Ainsi, si la violence d’État est consubstantielle de la domination bourgeoise, elle s’exerce sous des formes et à des intensités diverses selon les configurations politiques et sociales, et doit donc être pensée dans son historicité. La situation que nous traversons actuellement en France, marquée par un degré élevé de répression, est à ce titre singulière, mais elle s’inscrit dans une longue histoire, faite de moments répressifs particulièrement intenses auxquels ont pu succéder des phases où la violence d’État s’exerçait de manière moins brute.
Crise d’hégémonie
L’autoritarisme macronien est aujourd’hui l’expression « à la française » d’une crise d’hégémonie des classes dominantes à l’échelle internationale, qui se déploie sous des formes diverses dans la plupart des « démocraties bourgeoises ». Lors de l’élection de Macron, la question était posée de savoir s’il représentait une solution à cette crise d’hégémonie ou s’il était un produit de cette crise qui ne pourrait, à moyen terme, que l’approfondir. Tout indique aujourd’hui que, même si ses contre-réformes répondent aux souhaits de la bourgeoisie, la crise est loin d’être résolue : les réformes sont votées et s’appliquent, mais le consentement n’est pas là, en témoignent la faible popularité de Macron et le rétrécissement de sa base sociale, lui qui était déjà minoritaire lors de la présidentielle.
Le développement de cet autoritarisme du 21e siècle, qui n’a pas commencé avec l’élection de Macron mais auquel ce dernier a donné une accélération, n’est pas un accident de parcours. Répression policière, attaques contre la liberté de la presse et offensive contre les droits démocratiques font système, et sont un élément structurant du macronisme. Là réside le principal danger du moment répressif que nous connaissons : la Macronie n’opère pas une simple « fuite en avant », mais a fait de l’ultra répression un mode de gouvernance.
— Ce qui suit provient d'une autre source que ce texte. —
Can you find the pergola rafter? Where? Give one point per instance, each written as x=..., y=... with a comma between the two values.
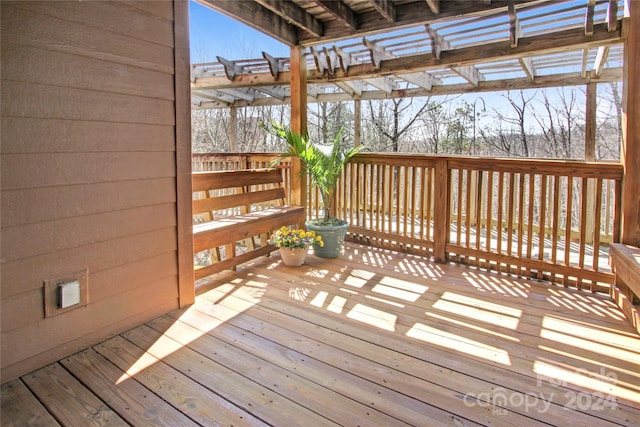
x=379, y=49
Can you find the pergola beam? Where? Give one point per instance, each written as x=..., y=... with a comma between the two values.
x=560, y=80
x=290, y=12
x=385, y=8
x=256, y=16
x=588, y=19
x=572, y=39
x=434, y=5
x=340, y=12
Tout projet révolutionnaire doit en tirer des conclusions pratiques, parmi lesquelles la nécessité d’un programme combinant défense intransigeante des acquis démocratiques et propositions radicales autour de l’exigence d’une « démocratie réelle ».
Julien Salingue
1 – Antonio Gramsci, Guerre de mouvement et guerre de position. Textes choisis et présentés par Razmig Keucheyan, Paris, La Fabrique, 2011, p. 234.